We all know believers who work very hard to separate themselves from the world. They want to work in offices full of other believers, play on a Christian softball team, live in an apartment complex full of Christians and only spend time with their believer friends. When strung together these become an escape from the real world. Christians with this mindset are often uncomfortable around the unchurched. They have built a spiritual cocoon to keep the world from getting on them.
The same reality can be true of me as a pastor. Because I lead a church and spend the overwhelming majority of my time with Christians, it is easy for me to become isolated from those who are far from God.
For us as pastors, it is not an issue of skill or knowledge. It is an issue of heart and proximity. If you don’t rub shoulders with nonbelievers it is easy to become complacent about reaching them for Christ.
The apostle Paul had a heart for those who were lost. If you listen carefully, you can hear passion and urgency in his words in 2 Corinthians 5.
And he has committed to us the message of reconciliation. We are therefore Christ's ambassadors, as though God were making his appeal through us. We implore you on Christ's behalf: Be reconciled to God.
Outside the walls of your church, there is a spiritual harvest waiting to be reaped. People are under stress, they are struggling financially, their relationships are strained, and for some of them, their lives are coming unraveled.

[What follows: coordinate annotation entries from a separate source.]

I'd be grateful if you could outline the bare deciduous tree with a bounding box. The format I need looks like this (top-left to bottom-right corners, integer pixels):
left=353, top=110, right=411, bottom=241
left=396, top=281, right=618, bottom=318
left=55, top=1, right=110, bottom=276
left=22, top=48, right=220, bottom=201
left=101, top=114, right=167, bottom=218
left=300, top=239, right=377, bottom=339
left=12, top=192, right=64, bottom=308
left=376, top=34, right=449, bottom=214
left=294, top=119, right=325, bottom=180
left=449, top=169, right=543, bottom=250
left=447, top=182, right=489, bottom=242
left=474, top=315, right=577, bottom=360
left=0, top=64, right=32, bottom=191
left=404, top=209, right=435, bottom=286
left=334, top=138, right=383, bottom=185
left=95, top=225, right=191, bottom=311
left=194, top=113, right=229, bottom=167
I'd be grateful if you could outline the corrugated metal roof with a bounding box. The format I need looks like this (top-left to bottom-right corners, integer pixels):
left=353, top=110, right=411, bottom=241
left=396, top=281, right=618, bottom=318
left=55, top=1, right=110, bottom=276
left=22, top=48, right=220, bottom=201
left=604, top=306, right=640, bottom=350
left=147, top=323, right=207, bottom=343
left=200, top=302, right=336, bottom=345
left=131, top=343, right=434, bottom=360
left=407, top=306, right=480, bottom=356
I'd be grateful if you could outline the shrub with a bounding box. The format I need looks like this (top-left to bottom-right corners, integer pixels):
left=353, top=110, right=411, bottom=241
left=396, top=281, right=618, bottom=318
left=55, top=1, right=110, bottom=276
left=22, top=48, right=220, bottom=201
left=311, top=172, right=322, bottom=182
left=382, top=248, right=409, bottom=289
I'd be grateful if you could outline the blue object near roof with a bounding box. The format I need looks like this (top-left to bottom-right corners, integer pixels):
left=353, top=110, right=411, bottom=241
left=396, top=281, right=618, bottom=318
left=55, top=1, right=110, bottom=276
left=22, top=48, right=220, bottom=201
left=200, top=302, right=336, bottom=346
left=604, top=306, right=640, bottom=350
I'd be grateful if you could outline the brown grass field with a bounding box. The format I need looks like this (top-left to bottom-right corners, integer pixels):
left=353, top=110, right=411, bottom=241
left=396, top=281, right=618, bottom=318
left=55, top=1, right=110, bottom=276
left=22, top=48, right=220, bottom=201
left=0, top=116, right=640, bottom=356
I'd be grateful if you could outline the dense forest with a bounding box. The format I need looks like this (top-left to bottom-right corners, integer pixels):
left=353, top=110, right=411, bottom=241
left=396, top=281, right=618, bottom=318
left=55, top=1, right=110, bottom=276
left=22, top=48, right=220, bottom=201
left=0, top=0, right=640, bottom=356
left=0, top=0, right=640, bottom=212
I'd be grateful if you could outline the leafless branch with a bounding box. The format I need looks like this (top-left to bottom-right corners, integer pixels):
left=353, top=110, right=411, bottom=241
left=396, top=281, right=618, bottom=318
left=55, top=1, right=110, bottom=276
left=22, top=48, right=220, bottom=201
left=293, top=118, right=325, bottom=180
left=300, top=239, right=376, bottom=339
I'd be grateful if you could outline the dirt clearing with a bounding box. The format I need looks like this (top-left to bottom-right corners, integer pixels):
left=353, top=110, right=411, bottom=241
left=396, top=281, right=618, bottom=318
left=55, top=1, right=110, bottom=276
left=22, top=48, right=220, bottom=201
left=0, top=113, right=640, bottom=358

Here is the good news. People are most open to Christ during times of transition and tension. Times are ripe for a spiritual harvest. This is a time for us to be courageous and bold and aggressive in sharing the Good News of Jesus. The gospel shines most brightly against the backdrop of sin and brokenness.
Like Jesus, we must be broken for the broken.
When he saw the crowds, he had compassion on them, because they were harassed and helpless, like sheep without a shepherd. Matthew 9:36 (NIV)
The word “harassed” literally means flayed, skinned, mangled, and battered. And the word helpless literally means to be “thrown down”
The word compassion is also an interesting one. It is the word “splachna” which means “from the gut or intestines”. This word describes a visceral feeling. It means to be moved deeply to the point of action.
Even as a I write these words, I feel the conviction of the Spirit that my heart for the broken is not urgent or marked by visceral compassion. It is very easy for me to get into the routine of leading a church and go weeks without ever having a meaningful spiritual conversation with someone who is far from God.
On June 2, 1994, Air Force Captain Scott O’ Grady was shot down over Bosnia. The F-16 he was flying was cut in two by a SAM (Surface to Air Missile) shot from a truck driven by a Serbian soldier. O’ Grady was able to eject. He parachuted to the ground and hid immediately.
For the first five hours of his ordeal, he lay face down in the grass, concealed in the underbrush with Serb patrols all around him. The soldiers would randomly fire rounds into the brush, hoping that they might hit the downed pilot.
For the next six days, O’ Grady lived off bugs and rainwater. He ate ants and grass and collected dew and rain in a sponge in his survival kit. He only moved at night, and he was in danger of hypothermia.
After almost a week, he took the chance that his radio signal would be heard by American forces. The batteries in his portable transmitter were growing weak. One of the pilots in his own squadron heard his broadcast and an amazing rescue unfolded. Captain O’ Grady was rescued by a team of (4) Marines dispatched from the U.S.S. Kearsarge, an aircraft carrier in the area. The cost of weapons and machinery used to bring him home totaled more than $6 billion. In addition to the men who risked their lives to bring O’ Grady home, the arsenal of machinery included:
40 aircraft and helicopters
Two Sea Stallion helicopters
Two Sea Harriers
F/A 18 fighter bombers (from USS Theodore Roosevelt)
F-16s (from Aviano Air Force Base)
F-15Es to fly cover and attack threatening ground forces
AWACs spy airplanes circling high overhead
Satellites being positioned to assist in the operation
Needless to say, they were serious about rescuing that one pilot. And the military was willing to do whatever it took to bring him home.
You see, our search reveals our values. We search for that which is valuable. If we lose something and choose not to search for it, we essentially have admitted that we place little value on it. The intensity and desperation of the search is in direct proportion to the value of that which is lost.
So, my question to you as a pastor is this… How much urgency and passion do you have for those who are far from God? Let me encourage you to engage a conversation with an unbeliever this week. Start building a relationship with someone who doesn’t know Christ. It might be a neighbor, a waitress, a parent at your kids school, or somebody that God just brings across your path this week. Remember, our search reveals what we truly value.